Acı bir tebessüm yerleşti ,dudaklarına.
"Ben vampirim."
"Ne olacak canım? O da insan. Sen insan seversin de o vampir sevmez mi?"
"Doğru sevmesine engel yokta... Onca güzel kız varken ben mi? Hayatta bakmaz bana?"
"Öyle düşünme. Emre dış görünüşe aldanan biri değildir."
Göz yaşlarını silip "yani neden beni sevmesin ki ?"dedi. "Engel olan birşey yok."
"Hah şöyle. Hep ne demiş Güneş Karaduman :
En büyük aşklar plotonikle başlar. Baksana Burakla bana ,o beni önceden seviyormuş. Peki ben seviyor muydum? Hayır ama sonradan bende ona aşık oldum."
"Sever beni. Sever. Neden olmasın?"

* * *
Sabah güneşin doğmasıyla susmadan çalan telefonum sayesinde uyanmak zorunda kaldım. Sabah'ın 8.30'unda kim benden, ne istiyordu ki? Kulağımın dibinde bana yapılan işkenceye son vermek için telefonu açtım. Arayan saçma bir numaraydı.
"Alo! Sakin konuşma. Sabahın köründe benden ne istiyor olabilirsin ki? Günaydın, bile diyemeyeceğim sana. Çünkü gün bile daha doğmadı! " demek istesem de daha nazikçe açtım telefonu.
"Alo,kiminle görüşüyorum?"
"Günaydınlar Güneş Hanım. Ben Bilgin kolejinin müdürü Feyyaz Dönmez. Okuldaki devamlılığını için sizi aramıştım."
Ömer hoca müdür değil miydi, ne ara değişti? "
"Kısa bir süre önce istifa etti. Ancak okul sahibi hala kendisidir ."
"Anlıyorum."
"Okuldaki devamsızlığınız çok fazla, sınıfta bile kalabilirsiniz."
"Yok ya,parasıyla değil mi? Silin devamsızlığı, ne yapayım yani?"
"Ama ne olursa olsun burası bir eğitim yuvası. Bu isteğinizi gerçekleştiremem."
"Bende onu diyorum, orası bir eğitm yuvası. Beni sınıfta bırakıp ne yapacaksınız? Bakın ben anlamam sizi, devamsızlığım silinecek ve beni üst sınıfa geçireceksiniz. Bitti, bu kadar."
"İyi de sınavlara da girmemişsiniz."
"E-okuldan halledersin, bu senin görevin. Ortalamam 50 olsa da ben razıyım. Hadi iyi günler."diyerek telefonu yüzüne kapattım.
Kendi kendime söylenerek uyumaya çalıştım. Gözlerimi sıkıca yumdum ama kaçan uykum geri gelmedi. Sıkıntıyla yüzümü yıkayıp üstünü bile değiştirmeden aşağıya indim. Salonda oturan Efe , Burak ve Emre üçlüsü gördüm.
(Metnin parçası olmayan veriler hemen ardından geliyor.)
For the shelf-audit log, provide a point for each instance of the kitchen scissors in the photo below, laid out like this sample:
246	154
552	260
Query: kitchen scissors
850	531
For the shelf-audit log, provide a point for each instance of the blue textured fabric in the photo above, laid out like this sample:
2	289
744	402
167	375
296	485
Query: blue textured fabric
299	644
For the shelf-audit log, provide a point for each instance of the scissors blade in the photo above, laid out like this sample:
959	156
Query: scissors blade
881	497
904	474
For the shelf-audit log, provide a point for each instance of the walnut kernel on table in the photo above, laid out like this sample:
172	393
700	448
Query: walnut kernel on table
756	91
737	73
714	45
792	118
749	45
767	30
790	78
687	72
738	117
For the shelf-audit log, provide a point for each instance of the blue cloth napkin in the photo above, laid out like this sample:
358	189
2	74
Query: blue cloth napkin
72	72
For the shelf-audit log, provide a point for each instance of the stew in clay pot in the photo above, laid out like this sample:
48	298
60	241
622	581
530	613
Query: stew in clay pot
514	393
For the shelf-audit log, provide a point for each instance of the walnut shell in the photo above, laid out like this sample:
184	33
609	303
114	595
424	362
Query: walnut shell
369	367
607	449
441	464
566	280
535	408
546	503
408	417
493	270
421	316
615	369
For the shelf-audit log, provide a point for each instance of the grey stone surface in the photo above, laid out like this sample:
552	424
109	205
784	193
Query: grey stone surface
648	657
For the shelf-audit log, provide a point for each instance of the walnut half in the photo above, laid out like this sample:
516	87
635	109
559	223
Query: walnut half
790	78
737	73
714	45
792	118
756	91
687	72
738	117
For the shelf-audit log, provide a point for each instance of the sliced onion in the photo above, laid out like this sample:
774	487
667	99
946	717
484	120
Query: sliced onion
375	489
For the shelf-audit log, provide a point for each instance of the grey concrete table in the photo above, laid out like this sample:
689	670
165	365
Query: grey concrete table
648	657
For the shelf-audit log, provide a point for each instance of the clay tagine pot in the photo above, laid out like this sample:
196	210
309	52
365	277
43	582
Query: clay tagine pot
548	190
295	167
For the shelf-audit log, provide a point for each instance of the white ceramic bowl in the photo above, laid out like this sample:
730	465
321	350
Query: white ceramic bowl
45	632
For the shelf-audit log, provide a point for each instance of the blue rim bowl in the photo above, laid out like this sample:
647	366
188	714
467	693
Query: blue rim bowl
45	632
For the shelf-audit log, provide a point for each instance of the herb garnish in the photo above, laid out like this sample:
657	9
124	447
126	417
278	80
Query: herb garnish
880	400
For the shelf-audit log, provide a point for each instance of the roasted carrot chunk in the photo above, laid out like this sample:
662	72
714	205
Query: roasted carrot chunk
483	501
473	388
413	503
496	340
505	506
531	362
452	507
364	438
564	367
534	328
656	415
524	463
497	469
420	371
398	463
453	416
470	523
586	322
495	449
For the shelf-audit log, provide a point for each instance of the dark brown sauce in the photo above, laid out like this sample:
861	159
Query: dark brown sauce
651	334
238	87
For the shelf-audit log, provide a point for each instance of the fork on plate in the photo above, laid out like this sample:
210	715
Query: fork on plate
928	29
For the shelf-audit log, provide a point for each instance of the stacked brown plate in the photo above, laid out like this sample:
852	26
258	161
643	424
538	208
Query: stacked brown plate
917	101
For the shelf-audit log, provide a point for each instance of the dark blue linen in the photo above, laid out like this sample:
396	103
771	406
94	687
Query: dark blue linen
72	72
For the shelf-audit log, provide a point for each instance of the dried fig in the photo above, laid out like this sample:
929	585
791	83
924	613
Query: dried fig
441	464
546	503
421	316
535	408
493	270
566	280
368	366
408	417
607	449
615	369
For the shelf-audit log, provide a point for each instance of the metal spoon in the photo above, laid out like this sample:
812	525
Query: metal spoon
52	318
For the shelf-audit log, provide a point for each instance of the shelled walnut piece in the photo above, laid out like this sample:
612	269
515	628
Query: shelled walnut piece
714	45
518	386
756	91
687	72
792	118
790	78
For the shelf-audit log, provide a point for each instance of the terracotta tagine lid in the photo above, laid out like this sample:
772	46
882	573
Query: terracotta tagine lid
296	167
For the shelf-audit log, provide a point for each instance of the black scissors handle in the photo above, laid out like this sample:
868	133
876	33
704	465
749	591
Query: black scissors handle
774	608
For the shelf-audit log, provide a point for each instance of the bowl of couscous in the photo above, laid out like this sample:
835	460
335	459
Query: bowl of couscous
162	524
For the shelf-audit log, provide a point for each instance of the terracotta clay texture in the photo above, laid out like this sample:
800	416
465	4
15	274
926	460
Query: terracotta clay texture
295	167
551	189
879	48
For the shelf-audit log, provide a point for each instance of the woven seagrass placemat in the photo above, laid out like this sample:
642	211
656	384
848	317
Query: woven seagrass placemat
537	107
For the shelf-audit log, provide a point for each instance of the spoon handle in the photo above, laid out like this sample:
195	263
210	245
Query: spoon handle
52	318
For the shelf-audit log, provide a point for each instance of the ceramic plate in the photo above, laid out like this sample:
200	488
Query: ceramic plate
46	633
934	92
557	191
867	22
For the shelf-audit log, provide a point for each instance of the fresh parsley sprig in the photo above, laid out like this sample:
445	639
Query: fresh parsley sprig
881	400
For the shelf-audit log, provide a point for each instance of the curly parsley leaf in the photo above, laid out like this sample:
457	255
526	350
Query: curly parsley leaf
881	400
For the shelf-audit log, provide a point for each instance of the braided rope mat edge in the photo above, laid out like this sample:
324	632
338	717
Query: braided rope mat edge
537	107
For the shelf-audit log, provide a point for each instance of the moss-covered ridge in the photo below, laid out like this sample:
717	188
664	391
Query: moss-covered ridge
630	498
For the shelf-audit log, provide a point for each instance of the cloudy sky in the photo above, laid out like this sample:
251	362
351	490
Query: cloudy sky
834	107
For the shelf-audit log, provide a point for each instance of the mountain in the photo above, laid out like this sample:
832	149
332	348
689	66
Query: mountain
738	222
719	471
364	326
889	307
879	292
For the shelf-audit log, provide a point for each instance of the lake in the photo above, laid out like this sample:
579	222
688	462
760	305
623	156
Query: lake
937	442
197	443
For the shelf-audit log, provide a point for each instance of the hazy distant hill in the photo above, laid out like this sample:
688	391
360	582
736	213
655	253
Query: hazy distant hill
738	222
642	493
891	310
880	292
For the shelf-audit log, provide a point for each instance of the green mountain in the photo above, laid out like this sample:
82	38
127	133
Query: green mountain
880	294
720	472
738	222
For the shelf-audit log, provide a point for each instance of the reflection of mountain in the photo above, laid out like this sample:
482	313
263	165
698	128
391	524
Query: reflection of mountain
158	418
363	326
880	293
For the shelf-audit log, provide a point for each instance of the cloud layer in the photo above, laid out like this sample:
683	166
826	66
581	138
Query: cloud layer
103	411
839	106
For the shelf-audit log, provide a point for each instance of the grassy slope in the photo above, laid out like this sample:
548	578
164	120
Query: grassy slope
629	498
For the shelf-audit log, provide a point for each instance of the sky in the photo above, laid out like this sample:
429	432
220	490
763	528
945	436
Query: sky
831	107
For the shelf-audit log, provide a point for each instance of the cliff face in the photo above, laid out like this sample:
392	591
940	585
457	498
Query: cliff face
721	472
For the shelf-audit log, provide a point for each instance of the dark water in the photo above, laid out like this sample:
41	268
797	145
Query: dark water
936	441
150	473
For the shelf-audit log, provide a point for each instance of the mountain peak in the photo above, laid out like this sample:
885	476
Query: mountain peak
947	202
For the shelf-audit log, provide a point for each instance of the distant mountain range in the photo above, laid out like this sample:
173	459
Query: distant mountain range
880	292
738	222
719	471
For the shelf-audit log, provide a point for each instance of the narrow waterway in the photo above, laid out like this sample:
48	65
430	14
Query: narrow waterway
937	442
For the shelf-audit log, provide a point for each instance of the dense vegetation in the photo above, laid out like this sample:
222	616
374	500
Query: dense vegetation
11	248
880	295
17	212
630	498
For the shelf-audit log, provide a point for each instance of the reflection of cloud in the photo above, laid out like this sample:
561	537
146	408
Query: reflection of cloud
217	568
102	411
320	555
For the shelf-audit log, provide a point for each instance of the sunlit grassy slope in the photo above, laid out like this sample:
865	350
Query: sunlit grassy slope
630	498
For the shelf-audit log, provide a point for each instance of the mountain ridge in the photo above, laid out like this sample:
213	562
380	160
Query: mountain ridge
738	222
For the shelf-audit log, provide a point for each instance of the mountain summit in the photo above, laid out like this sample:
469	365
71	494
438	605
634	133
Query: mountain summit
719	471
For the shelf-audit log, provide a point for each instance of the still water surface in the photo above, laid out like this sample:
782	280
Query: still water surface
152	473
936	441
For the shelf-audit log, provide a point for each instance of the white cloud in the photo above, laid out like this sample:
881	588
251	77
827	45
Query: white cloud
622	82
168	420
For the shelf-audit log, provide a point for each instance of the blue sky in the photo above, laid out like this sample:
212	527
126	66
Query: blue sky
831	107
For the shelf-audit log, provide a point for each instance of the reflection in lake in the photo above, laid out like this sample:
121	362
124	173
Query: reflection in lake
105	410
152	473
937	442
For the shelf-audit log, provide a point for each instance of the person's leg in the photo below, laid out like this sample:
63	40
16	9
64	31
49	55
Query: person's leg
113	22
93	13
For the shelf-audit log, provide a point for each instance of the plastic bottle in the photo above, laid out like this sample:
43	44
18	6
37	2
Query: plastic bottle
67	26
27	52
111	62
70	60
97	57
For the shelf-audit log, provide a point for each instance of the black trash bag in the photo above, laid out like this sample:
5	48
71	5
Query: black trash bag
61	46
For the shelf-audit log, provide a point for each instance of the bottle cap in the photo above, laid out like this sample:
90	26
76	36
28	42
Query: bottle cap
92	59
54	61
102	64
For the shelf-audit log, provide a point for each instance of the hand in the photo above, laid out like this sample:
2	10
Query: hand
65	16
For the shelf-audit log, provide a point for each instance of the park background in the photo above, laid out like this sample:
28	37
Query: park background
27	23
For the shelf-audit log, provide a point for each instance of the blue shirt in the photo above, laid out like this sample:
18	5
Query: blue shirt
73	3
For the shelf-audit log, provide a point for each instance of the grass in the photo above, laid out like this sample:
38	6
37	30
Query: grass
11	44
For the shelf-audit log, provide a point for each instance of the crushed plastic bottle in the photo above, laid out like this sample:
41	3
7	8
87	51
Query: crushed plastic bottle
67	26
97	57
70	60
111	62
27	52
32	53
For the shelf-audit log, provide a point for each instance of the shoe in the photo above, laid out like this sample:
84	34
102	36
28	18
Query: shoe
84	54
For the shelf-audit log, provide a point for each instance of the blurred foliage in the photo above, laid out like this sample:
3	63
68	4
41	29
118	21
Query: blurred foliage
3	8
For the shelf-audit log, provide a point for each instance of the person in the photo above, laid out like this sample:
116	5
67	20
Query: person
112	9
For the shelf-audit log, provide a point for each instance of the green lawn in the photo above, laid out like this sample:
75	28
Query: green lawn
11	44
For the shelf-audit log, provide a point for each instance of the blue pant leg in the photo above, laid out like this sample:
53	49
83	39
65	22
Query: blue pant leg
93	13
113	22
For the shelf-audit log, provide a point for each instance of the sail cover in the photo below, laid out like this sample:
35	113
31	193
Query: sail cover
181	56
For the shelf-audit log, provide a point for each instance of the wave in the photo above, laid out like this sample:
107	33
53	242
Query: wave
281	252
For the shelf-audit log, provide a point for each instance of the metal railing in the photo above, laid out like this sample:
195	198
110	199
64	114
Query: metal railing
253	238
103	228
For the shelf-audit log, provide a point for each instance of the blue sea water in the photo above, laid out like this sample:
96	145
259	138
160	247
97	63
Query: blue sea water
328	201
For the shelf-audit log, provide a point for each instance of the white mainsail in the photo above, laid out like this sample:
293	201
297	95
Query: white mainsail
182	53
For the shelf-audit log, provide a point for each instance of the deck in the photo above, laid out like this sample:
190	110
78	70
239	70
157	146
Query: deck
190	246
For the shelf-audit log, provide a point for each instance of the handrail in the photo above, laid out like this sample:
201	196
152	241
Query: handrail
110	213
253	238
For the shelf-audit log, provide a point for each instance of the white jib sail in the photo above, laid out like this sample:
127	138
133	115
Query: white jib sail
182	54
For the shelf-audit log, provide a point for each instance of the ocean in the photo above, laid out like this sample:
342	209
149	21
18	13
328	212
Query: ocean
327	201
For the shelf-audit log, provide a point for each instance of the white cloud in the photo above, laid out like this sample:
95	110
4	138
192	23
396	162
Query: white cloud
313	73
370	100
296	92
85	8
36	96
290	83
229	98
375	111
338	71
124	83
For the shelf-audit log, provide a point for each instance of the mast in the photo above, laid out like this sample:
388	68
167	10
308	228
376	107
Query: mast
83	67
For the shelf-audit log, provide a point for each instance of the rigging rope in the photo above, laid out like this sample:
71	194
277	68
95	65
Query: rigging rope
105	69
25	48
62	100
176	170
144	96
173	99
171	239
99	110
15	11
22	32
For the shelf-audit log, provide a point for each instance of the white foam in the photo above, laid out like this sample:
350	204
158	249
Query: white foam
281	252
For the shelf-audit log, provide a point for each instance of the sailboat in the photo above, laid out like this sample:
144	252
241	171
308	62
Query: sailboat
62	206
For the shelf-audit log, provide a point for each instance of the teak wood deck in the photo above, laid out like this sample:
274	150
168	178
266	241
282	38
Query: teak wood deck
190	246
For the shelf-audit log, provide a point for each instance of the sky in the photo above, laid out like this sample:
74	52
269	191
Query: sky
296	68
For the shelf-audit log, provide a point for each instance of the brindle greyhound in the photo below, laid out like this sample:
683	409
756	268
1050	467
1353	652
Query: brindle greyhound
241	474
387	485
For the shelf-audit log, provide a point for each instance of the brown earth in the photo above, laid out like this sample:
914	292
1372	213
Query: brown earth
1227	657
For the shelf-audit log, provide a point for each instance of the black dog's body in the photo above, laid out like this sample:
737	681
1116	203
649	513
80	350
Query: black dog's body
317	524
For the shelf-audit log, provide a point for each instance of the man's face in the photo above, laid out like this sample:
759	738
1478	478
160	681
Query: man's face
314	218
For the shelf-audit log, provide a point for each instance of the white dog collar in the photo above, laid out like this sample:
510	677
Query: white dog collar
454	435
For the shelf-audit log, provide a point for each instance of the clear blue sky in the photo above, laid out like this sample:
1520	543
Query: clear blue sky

Enerjim onları görünce artmıştı.
"Günaydın millet!"
"Günaydın yenge bozuntusu.  Biraz daha bağırmaya kalksan kulaklarım sağır olacak."dedi,Emre dudaklarını büzerek.
Burak gülümseyerek oturduğu yerden kalktı ve yanıma geldi. Kolları sıkıca bedenimi sararken saçlarımı koklayıp dudaklarını saçlarıma bastırdı.
"Günaydın güzelim.  Sesinle günümü güzelleştirdiğin için teşekkür ederim."
"Burak hanımcı olmayı bırak, korkunç bir sesti."
Sesinde belirgin olan alay duygusu benle şakalaştığının göstergesiydi.
"Güneşime laf yok. Hergün ki gibi mükemmelsin bebeğim."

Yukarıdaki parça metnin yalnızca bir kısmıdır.